As we move into Q4 and the games industry prepares for what is traditionally the busiest - and most lucrative - time of the year, security specialists at the major platform holders are preparing themselves for the latest battle in the never-ending war against piracy. It's a story of mixed fortunes for Microsoft and Sony, while Nintendo looks on in worry as Far East reverse-engineers probe the security systems of the floundering 3DS.
Comparisons between console and PC anti-piracy countermeasures are intriguing: owing to the open nature of the PC platform, copy protection measures can be a very real, intrusive issue for players, but in theory, on a fixed console platform, anti-piracy technologies should be no more inconvenient for gamers than an occasional firmware update: the engineers have control of the complete ecostructure of the system, including the all-important OS itself.

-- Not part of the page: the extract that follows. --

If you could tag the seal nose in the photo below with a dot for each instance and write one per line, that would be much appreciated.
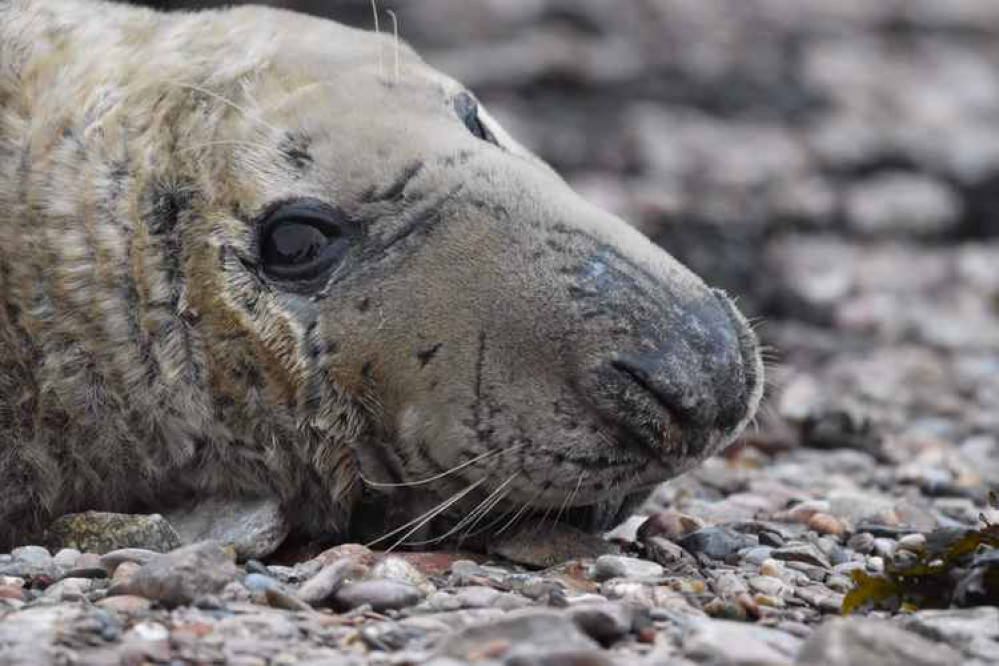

That said, the situation doesn't look so fantastic right now for Microsoft, the most pro-active of all of the console manufacturers in its attempts to secure its system: recent efforts to lock out pirates from Xbox LIVE have resulted in innocent victims of a perhaps over-zealous ban wave - and hackers always seem to be one step ahead of Microsoft's attempts to block copied games.
The Xbox 360's security architecture is known to be very tight, but Microsoft made a critical error: its off-the-shelf DVD drives had unencrypted firmware, opening the door to piracy
Historically, the Xbox 360 format has suffered from the blight of copied games owing to a major oversight in the design of the console itself. From a security standpoint, the design of the hardware is very elegant, and hardware exploits such as the notorious "JTAG" hack were able to be patched with dashboard updates. But the unencrypted nature of the DVD-ROM firmwares in earlier 360s enabled games to be copied and played on the hardware, and that "in" to the way the system works has allowed hackers to overcome later revisions to the DVD-ROM architecture.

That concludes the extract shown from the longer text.